To go forward, he looked back – to Robinson College, where he had earned a business management degree. “My education there was so good that even by 2001, I could pull from what I learned in statistics and contracts classes,” he said.
They took their business plan to Robinson’s Small Business Development Center, a public service unit that provides consulting and training to Georgia small businesses.
“They had to move fast to keep their team together,” recalled center director Bernard Meineke, who spent six hours – a meeting documented in his meticulous files – with the Shields mapping out their plan for GeoResults.
While the pace of change is rapid throughout many industries, in telecommunications it is “certainly greater, and to stay relevant in that area, continue to add value and stay ahead is a constant challenge,” Meineke said. “What they’ve done is pretty impressive.”
Another point on the map
As GeoResults took off, Dawn Shields saw a gap in her education. She had long wanted to earn an MBA, and as a CFO, “I needed to speak more of the language of business,” she said of entering the 17-month EMBA program.
Each new group of EMBA students stays together as a learning cohort that helps one another.
“It was a wonderful education, and the relationships are the best part,” said Dawn Shields, who serves on the EMBA alumni board. “It’s not just what I learned at Georgia State, but it’s who I can call now when I need an answer for the best way to go.”
One strong relationship is with Neda Barqawi (EMBA, 2010), president of XTarta, a global market research company. Barqawi said Dawn Shields influenced her values and work.
“Her work ethic and her determination to do work that will benefit the society in general is so inspiring,” Barqawi said. “I’m lucky that I had the opportunity to meet and work with such a great individual through the GSU EMBA program.”

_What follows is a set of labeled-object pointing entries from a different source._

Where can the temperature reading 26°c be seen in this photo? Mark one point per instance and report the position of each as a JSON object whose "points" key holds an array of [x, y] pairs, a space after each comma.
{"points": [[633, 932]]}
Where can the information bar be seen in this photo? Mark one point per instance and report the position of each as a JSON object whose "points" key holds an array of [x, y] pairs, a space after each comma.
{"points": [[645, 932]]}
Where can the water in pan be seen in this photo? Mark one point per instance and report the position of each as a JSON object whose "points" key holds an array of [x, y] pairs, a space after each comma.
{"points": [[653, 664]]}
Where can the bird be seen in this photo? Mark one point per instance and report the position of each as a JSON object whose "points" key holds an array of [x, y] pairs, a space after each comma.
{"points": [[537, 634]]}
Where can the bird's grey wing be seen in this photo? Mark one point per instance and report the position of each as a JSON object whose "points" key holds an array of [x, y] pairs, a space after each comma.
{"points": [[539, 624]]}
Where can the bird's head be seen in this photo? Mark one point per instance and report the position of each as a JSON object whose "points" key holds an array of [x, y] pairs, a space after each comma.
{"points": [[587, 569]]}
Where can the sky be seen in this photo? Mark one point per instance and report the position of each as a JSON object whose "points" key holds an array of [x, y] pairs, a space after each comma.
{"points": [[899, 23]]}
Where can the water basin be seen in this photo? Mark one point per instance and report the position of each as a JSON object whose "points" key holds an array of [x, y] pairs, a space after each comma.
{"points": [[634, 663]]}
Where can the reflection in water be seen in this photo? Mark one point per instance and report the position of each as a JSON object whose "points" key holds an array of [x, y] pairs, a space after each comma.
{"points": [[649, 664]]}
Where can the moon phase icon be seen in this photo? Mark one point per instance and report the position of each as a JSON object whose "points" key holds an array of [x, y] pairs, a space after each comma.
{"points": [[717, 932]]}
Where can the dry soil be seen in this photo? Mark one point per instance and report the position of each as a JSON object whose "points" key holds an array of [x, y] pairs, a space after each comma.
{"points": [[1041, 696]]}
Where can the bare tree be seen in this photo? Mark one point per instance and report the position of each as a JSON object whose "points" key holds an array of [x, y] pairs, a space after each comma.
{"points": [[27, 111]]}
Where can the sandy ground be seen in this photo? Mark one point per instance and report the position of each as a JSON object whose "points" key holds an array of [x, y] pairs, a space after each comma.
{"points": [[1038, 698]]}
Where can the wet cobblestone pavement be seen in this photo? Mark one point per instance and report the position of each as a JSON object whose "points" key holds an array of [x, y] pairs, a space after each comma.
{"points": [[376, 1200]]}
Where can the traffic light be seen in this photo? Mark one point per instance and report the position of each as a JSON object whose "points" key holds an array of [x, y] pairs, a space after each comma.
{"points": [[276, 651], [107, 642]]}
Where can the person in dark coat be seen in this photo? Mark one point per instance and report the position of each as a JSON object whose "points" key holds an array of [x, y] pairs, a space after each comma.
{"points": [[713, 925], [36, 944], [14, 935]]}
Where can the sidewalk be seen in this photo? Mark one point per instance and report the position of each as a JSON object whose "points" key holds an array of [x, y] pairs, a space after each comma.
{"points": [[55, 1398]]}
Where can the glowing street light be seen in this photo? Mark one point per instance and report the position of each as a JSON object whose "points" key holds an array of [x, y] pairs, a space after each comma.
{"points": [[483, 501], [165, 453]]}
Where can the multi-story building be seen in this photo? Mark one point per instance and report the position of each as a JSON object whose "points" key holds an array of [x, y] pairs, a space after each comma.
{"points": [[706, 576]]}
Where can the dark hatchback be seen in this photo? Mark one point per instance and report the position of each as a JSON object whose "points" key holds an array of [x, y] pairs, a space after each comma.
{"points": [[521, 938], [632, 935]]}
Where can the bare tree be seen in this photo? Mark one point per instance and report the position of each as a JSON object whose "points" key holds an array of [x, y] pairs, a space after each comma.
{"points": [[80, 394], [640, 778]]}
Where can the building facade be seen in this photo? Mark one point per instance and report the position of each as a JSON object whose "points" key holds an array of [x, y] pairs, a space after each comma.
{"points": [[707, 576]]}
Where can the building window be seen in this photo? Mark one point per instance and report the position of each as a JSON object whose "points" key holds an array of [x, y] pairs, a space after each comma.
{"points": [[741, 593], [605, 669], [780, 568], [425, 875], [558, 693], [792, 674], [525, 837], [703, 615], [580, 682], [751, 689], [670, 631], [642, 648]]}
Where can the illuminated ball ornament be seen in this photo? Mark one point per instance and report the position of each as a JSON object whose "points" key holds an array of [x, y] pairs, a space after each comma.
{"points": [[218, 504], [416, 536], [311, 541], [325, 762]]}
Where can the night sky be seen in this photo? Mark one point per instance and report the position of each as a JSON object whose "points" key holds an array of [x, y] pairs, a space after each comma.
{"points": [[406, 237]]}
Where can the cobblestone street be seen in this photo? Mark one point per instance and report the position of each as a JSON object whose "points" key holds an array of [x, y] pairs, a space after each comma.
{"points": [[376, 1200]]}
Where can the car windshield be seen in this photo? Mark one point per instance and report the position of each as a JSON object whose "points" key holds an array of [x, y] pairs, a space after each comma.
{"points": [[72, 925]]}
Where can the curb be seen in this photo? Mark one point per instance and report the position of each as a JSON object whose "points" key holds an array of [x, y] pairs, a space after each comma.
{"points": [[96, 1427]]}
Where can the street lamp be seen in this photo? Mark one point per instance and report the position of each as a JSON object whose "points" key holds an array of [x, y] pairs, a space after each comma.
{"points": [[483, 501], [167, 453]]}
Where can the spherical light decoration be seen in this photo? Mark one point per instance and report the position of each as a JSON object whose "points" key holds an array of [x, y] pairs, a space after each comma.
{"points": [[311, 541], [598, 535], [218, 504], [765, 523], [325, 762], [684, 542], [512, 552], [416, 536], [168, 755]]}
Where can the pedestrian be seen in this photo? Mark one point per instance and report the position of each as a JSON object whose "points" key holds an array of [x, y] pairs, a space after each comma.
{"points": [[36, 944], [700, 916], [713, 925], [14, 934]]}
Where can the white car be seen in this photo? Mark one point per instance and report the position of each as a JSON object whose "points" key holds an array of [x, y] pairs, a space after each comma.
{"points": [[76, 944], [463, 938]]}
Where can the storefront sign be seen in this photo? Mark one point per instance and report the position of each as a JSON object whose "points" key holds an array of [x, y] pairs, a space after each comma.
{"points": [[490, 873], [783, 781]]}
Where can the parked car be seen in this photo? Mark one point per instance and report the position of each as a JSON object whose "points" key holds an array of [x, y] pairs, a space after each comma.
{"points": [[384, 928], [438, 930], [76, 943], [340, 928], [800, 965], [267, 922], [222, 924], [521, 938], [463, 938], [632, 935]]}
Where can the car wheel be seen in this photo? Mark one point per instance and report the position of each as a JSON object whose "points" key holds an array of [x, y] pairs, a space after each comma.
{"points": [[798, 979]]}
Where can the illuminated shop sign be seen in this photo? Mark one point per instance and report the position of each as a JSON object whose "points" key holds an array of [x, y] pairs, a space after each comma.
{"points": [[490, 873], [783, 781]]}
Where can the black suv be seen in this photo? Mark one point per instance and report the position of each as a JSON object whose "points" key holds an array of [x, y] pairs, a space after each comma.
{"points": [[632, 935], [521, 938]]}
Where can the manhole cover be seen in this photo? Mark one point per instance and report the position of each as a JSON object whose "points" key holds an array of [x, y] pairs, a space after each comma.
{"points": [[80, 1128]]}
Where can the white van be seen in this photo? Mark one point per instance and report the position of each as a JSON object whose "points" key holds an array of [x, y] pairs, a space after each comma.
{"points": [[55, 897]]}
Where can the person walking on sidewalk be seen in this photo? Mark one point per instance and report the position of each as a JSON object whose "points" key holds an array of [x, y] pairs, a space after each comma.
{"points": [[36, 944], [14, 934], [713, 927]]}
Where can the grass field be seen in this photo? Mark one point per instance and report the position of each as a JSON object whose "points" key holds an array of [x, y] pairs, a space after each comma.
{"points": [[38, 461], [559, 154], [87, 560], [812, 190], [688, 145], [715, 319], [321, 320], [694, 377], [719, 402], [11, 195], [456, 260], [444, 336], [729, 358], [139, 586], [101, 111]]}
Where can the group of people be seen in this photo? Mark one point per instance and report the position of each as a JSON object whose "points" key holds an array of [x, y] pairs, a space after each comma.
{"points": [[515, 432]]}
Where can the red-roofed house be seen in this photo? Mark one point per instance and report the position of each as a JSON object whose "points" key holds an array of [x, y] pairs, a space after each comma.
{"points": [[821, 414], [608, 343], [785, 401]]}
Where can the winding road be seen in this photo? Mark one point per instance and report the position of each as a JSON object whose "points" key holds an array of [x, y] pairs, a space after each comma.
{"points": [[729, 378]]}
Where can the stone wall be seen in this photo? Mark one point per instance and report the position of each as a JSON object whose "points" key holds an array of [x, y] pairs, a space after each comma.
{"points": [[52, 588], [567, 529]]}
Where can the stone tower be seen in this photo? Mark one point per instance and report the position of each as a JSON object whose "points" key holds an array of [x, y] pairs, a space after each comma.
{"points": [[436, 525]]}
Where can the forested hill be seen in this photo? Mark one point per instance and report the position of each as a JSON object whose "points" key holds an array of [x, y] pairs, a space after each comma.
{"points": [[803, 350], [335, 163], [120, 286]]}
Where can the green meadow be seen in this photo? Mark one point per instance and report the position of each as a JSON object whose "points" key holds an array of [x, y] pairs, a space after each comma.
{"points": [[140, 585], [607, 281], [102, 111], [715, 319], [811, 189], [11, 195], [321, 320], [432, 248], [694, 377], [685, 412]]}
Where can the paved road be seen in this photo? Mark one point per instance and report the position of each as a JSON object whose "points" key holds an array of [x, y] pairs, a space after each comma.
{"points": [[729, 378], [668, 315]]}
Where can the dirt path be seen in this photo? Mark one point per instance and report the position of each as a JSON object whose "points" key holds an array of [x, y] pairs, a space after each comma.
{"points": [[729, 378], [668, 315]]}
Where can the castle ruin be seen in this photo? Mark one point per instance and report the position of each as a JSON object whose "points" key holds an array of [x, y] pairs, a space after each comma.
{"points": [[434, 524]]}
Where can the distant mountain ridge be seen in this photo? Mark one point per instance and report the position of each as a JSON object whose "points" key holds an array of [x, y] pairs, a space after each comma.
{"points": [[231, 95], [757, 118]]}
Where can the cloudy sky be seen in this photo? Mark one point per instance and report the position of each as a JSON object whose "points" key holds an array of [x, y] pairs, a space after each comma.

GSU’s impact on the couple turned global when Robinson College marketing professor Sevo Eroglu introduced Dawn Shields to Mona Diamond, the honorary consul general for Turkey in Georgia.
In 2010, Dawn Shields joined five other fellow EMBA alumni and students along with other government, business, and educational leaders on a trade mission to Turkey.
In that spot on the globe, Dawn Shields saw firsthand how her personal health history and resources could make a difference. She had survived breast cancer by early detection; her mother died after a later-stage diagnosis. Rural Turkey was a key global crossroads where women’s health and education was a critical issue.
Today the Shields are involved with bringing a breast cancer center to south central Turkey, a region of the country currently in need of a comprehensive approach to the early detection and treatment of breast cancer.
“I really didn’t know anything about Turkey, but I realize how important their geographic location is to us as a U.S. ally and how instrumental Turkey is for peace in the Middle East,” said Dawn Shields.
She has since joined the board of the American Turkish Friendship Council (ATFC), a nonprofit organization founded by Mona Diamond to promote and expand educational, cultural, economic, and humanitarian relationships between the two countries.
“I would advise anyone to take the EMBA program only if you want to change your life,” Ted Shields says. “You will not come out the same.”
In September, Dawn Shields will return to Istanbul, Turkey with Eroglu and other EMBA alumni to commemorate the 30th anniversary of the EMBA program at GSU. In Atlanta, they will celebrate the EMBA program’s 30th anniversary with a schedule of special events.